И взвалили все на Павла. Целыми днями в школе был. Господ из города еще больше наезжать стало, но сходы собирались жидкие. Только солдаты замиренья требовать к разъяснителям из города, которых "ораторами" звать стали, — на короткий час приходили дружно. Но до конца разъяснений не дослушивали. Беженцы в бараках и нижней Акгыровки беднота без сходу и без уговору каждый праздничный день у кузницы собирались. Галдели долго, бестолково и глухо о земле, о самосильных жителях с большим хозяйством, о том, что в других местах хоть у помещиков землю бедняки отобрали. А тут ничем ничего! Земского начальника хутор, и тот трогать не велят. Охрану прислали. На Павла Суслова косо глядеть стали, хоть вровень с ними достаток у него. А побогаче люди, кержаки, с почетом, с зазывом к нему заходить начали. Он похудел, потемнел, домой возвращался злым. С Виркой сквозь зубы разговаривал, и к ребятам неласков стал. В одно воскресенье очень рано поднялся, собрал мальчишек и велел на сход скликать:
— Не отставайте до тех пор, пока не пойдут. Павел, мол, нужное дело выскажет.
И когда собралось, хоть не полно, а порядочно народу, громким и решительным голосом объявил:
— Вот вам, мир честной, товарищи, граждане, все бумаги, разъясненья, положенья всякие. Вот и сельский писарь нашинский с ними, как и до революции был, и при мне состоял, остается при деле.
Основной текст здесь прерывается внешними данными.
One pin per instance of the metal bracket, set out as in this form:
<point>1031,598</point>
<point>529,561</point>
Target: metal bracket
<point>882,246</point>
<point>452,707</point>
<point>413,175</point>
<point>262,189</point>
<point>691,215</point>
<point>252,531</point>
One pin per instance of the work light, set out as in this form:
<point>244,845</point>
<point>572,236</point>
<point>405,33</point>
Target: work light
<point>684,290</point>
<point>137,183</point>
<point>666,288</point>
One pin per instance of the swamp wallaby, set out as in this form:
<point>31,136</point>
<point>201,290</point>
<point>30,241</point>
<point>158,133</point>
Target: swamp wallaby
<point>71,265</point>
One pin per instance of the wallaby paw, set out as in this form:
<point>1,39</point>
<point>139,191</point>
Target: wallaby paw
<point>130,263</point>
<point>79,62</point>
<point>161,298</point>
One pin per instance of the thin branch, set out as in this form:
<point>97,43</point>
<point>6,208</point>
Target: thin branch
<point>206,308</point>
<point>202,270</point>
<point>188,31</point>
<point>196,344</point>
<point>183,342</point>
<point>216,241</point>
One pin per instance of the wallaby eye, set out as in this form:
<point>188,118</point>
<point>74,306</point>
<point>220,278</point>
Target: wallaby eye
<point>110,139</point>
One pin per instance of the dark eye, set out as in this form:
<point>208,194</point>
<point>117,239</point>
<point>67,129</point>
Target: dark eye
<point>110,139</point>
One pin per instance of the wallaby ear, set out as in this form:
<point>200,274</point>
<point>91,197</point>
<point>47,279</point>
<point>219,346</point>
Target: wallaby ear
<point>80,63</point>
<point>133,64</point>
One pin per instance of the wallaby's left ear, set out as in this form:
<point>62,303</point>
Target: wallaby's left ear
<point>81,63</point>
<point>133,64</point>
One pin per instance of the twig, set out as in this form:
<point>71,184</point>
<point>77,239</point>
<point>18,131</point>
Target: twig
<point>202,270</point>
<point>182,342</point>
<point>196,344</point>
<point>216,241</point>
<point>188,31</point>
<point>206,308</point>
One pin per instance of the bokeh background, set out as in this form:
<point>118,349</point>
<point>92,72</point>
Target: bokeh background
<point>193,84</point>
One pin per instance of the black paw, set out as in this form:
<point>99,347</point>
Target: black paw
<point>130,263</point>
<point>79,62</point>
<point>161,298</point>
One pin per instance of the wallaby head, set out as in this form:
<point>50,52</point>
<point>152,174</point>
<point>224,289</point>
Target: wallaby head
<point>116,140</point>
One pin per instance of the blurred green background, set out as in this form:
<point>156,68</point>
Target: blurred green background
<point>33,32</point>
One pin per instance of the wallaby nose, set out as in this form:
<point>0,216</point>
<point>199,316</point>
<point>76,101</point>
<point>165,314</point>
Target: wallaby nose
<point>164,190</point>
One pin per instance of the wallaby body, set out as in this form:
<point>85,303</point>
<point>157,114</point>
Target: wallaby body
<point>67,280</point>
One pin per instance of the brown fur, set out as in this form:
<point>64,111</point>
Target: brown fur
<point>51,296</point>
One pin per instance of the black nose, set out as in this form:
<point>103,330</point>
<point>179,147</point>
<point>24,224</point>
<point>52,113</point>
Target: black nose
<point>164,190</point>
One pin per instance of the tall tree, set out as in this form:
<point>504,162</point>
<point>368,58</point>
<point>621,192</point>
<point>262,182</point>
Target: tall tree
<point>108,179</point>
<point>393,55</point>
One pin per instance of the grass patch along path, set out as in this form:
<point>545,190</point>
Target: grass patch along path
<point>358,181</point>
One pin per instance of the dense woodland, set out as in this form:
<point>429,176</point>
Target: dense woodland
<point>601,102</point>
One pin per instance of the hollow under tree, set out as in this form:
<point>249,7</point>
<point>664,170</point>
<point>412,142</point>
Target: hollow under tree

А меня увольте. Нет моего хотенья на это дело.
И сколько ни галдели, ни просили, твердо на своем выстоял:
— У нас с солдатами другие мысли.
Старый кержак крякнул и громко спросил:
— С ружьем землю отбивать будете?
— А это уж там поглядим, только я всем здешним не коновод. Поближе которые мне, к тем подамся.